Anna M. Phillips of the Tampa Bay Times reported big news yesterday from the US Supreme Court. In an 8-1 vote, the high court held in Hurst v. Florida that the state’s death penalty statute is unconstitutional. Specifically, the court decided that it is insufficient for juries on capital cases to simply recommend life or death. Rather, juries should be the ultimate deciders; to leave the final decision in the hands of a judge runs counter to defendants’ Sixth Amendment rights.

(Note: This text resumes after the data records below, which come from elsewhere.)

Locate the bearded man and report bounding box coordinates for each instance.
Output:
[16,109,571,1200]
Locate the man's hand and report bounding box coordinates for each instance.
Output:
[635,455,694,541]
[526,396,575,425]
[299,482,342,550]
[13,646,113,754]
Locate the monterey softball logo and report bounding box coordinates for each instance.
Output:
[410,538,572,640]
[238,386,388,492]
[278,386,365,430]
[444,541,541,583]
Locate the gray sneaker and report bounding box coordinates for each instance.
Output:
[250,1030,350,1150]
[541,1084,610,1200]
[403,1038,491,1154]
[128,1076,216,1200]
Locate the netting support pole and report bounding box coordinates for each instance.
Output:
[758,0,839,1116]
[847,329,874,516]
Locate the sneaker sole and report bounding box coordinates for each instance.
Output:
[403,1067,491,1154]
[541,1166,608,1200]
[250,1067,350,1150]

Phillips details some of the expected fallout, and decries the unfortunate timing of the decision:
The decision could lead to wave of appeals from many of the 390 inmates on the Florida’s death row, a number second only to California. It arrives days after the state executed convicted serial killer Oscar Ray Bolin Jr., who was repeatedly sentenced to death by judges acting on non-unanimous jury recommendations.

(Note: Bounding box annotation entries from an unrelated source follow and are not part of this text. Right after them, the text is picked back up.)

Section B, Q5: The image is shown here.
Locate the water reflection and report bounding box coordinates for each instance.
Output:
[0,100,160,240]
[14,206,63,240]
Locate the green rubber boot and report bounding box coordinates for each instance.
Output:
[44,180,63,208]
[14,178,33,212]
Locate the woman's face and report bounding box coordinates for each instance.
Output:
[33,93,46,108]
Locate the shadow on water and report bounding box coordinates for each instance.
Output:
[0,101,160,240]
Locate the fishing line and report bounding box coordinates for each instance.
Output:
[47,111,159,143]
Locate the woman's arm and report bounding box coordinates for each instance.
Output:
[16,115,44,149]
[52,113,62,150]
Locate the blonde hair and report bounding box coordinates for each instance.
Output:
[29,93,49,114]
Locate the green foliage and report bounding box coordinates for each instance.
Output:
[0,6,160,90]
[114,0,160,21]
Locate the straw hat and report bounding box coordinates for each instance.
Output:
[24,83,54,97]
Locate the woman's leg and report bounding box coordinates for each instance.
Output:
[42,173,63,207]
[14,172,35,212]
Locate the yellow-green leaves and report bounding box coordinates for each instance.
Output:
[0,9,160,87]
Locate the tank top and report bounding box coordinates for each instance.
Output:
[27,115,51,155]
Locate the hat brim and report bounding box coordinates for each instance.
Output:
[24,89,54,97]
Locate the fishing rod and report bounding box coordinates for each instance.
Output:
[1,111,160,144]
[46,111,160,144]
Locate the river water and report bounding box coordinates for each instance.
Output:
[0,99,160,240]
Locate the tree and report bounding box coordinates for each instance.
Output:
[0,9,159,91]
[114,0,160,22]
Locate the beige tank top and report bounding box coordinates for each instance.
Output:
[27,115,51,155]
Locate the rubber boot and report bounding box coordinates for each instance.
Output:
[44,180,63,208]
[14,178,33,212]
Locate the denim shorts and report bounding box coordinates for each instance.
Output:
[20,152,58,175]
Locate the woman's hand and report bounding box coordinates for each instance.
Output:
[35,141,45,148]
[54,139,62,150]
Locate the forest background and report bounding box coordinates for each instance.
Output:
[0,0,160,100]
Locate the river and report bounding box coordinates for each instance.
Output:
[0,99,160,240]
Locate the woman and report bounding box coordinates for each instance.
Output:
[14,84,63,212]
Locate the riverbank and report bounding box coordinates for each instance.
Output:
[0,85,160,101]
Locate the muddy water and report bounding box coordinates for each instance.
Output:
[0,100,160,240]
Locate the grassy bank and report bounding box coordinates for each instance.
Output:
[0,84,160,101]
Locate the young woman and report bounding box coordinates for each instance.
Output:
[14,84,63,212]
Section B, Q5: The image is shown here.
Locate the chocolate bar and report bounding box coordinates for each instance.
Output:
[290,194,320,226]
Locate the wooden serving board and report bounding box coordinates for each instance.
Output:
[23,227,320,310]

Some of Florida’s representatives seem displeased:
News of the high court’s decision stunned Florida legislators. Florida House Speaker Steve Crisafulli, who learned of the ruling while he was giving a speech to open the state’s annual legislative session, said the Supreme Court had ‘impeccable timing.’
Crisafulli, a Merritt Island Republican, said House legal experts would begin to review the ruling. Rep. Matt Gaetz, R-Fort Walton Beach, an attorney who has dealt with capital punishment during his legislative career, predicted that Florida legislators would act swiftly to get the death penalty ‘right back on track.’

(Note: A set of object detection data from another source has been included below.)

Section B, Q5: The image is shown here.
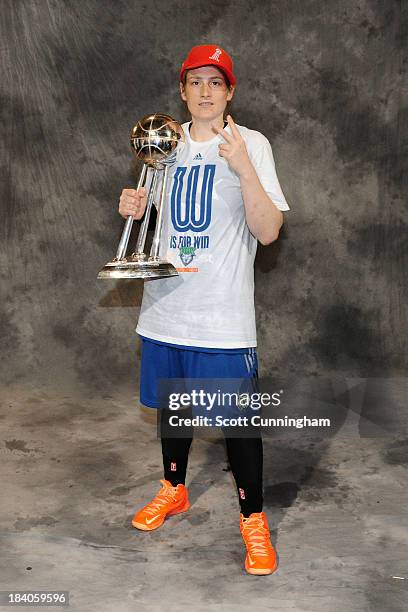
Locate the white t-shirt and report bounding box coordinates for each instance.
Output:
[136,122,290,349]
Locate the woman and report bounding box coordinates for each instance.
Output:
[119,45,289,574]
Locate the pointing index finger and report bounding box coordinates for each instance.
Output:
[227,115,241,137]
[212,126,234,143]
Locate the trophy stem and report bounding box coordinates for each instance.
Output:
[133,168,159,259]
[150,165,169,259]
[116,164,147,261]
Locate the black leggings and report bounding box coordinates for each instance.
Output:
[160,408,263,516]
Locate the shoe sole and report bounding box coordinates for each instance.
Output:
[245,557,279,576]
[132,499,190,531]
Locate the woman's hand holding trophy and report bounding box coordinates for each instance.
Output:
[98,113,185,278]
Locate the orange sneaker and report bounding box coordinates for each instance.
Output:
[132,479,190,531]
[240,512,278,575]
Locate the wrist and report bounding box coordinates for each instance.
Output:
[238,161,256,181]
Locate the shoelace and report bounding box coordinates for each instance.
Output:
[146,480,177,515]
[242,516,272,557]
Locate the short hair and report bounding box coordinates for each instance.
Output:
[182,68,231,89]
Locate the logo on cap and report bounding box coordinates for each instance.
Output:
[208,47,222,62]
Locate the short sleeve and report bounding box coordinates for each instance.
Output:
[248,130,290,210]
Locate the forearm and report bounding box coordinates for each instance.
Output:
[240,164,283,244]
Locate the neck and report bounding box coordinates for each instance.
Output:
[190,115,224,142]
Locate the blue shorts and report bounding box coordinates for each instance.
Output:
[140,336,258,408]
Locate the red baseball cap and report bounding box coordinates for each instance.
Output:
[180,45,237,85]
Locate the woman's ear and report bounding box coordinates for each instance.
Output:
[180,81,187,102]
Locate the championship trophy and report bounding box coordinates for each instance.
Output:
[98,113,185,278]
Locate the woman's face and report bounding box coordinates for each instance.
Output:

I expect that they will. And I agree, certainly, about the “impeccable timing,” though I do not think Mr. Crisafulli and I say this for the same reasons. A man was killed by the state just days ago after a jury of his peers remained split on whether death was the appropriate punishment. As it turns out, that sentence was carried out in violation of the US Constitution. Typically, this would call for the courts to review and possibly vacate that sentence. And herein lies the (much) greater problem: capital punishment leaves no room for the fixing of mistakes. Oscar Ray Bolin Jr. is deceased, at the hands of the government, and that cannot be reversed.
Piecemeal and procedural attacks on various states’ death penalty statutes are worthy of praise. But for as long as legislators are able to get capital punishment “back on track,” states will continue to kill. And one is left to hope— at the very least— that no more mistakes are made.